Elle précise qu’en l’absence de toute obligation légale ou réglementaire, la commission de recours amiable a néanmoins examiné l’ensemble des documents comptables et administratifs fournis par l’entreprise pour fonder sa décision.
Ainsi, alors même qu’au moment du contrôle reporté à la demande de la cotisante, l’URSSAF n’a pu disposer de documents, il ressort de la décision de la commission de recours amiable que les documents remis par la société dont la liste figure en page 6 ont été examinés.
La commission a également relevé des documents manquants qu’elle cite expressément ainsi que des incohérences.
Il est ainsi établi que les droits de la défense de la cotisante ont été parfaitement respectés, laquelle n’a par ailleurs pas usé de la faculté de contester le contenu de la décision devant la juridiction sociale.
La demande de dommages et intérêts de la SARL [5] fondée sur une faute de l’URSSAF sera rejetée.
Sur les dépens et autres frais irrépétibles
Selon l’article R. 133-6 du Code de la sécurité sociale, les frais de signification de la contrainte sont à la charge du débiteur.
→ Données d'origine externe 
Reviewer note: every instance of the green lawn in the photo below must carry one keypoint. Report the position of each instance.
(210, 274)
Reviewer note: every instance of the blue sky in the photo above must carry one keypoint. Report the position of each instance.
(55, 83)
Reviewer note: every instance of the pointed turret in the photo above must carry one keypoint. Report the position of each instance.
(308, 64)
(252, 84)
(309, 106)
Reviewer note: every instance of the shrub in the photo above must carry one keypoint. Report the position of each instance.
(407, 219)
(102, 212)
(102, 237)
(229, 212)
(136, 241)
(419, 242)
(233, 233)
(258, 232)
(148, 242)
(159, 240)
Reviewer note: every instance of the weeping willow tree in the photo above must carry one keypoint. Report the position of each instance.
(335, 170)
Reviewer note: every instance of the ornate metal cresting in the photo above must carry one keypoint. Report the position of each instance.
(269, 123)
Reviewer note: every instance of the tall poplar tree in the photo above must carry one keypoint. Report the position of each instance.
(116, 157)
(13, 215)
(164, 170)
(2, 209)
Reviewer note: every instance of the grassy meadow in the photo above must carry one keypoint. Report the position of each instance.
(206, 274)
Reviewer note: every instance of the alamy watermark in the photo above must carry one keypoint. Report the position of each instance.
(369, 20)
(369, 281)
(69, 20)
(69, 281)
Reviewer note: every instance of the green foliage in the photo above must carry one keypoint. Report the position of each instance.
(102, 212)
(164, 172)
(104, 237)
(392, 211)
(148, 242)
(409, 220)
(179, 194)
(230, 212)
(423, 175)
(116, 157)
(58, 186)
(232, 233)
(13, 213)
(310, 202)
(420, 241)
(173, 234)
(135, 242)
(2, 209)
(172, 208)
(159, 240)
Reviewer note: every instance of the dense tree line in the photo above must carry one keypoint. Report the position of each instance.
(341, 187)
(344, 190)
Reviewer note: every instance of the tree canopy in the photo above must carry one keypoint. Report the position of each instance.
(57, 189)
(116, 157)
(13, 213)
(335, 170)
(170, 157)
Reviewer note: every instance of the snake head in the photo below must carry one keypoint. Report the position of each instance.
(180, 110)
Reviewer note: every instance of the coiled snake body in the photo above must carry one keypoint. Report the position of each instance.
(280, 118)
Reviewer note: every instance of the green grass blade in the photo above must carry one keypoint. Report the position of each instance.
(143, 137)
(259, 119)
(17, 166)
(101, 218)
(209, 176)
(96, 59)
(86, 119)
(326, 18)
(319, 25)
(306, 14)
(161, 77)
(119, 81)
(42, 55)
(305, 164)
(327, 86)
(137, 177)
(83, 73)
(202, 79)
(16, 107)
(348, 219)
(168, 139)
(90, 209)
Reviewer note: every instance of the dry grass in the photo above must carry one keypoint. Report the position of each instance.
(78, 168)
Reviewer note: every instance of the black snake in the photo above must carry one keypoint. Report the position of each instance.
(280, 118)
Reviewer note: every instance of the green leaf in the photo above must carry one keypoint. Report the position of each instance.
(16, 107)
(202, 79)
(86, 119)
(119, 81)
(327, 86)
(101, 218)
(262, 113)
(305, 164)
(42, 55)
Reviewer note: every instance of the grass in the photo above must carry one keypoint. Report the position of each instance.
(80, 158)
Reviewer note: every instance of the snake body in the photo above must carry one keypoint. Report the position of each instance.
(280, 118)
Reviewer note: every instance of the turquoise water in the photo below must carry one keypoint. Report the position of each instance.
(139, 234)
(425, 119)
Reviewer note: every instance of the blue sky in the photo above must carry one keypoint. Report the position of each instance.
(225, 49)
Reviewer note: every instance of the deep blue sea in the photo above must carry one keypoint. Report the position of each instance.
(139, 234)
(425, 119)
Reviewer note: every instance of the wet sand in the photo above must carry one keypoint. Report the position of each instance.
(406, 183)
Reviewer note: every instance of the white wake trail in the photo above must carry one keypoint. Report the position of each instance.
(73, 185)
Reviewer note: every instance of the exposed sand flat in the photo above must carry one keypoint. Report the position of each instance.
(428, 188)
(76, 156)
En outre, selon l’article 696 du Code de procédure civile, les dépens incombent à la partie perdante.
En conséquence, la SARL [5] sera condamnée aux dépens de l’instance en ce compris les frais de signification de la contrainte.
Il est équitable de condamner la SARL [5] au paiement d’une somme de 1500€ au titre des frais irrépétibles de l’URSSAF.
PAR CES MOTIFS,
La Cour, chambre sociale, statuant contradictoirement par mise à disposition de l’arrêt au greffe de la cour, après débats en audience publique et après en avoir délibéré,
CONFIRME le jugement rendu le 2 septembre 2020 par le Pôle social du Tribunal de grande instance de Perpignan en toutes ses dispositions
DEBOUTE la SARL [5] de toutes ses demandes,
Y AJOUTANT
CONDAMNE la SARL [5] à payer à l’URSSAF Languedoc Roussillon la somme de 1500€ sur le fondement de l’article 700 du code de procédure civile.
CONDAMNE la SARL [5] aux entiers dépens de première instance et d’appel incluant les frais de signification.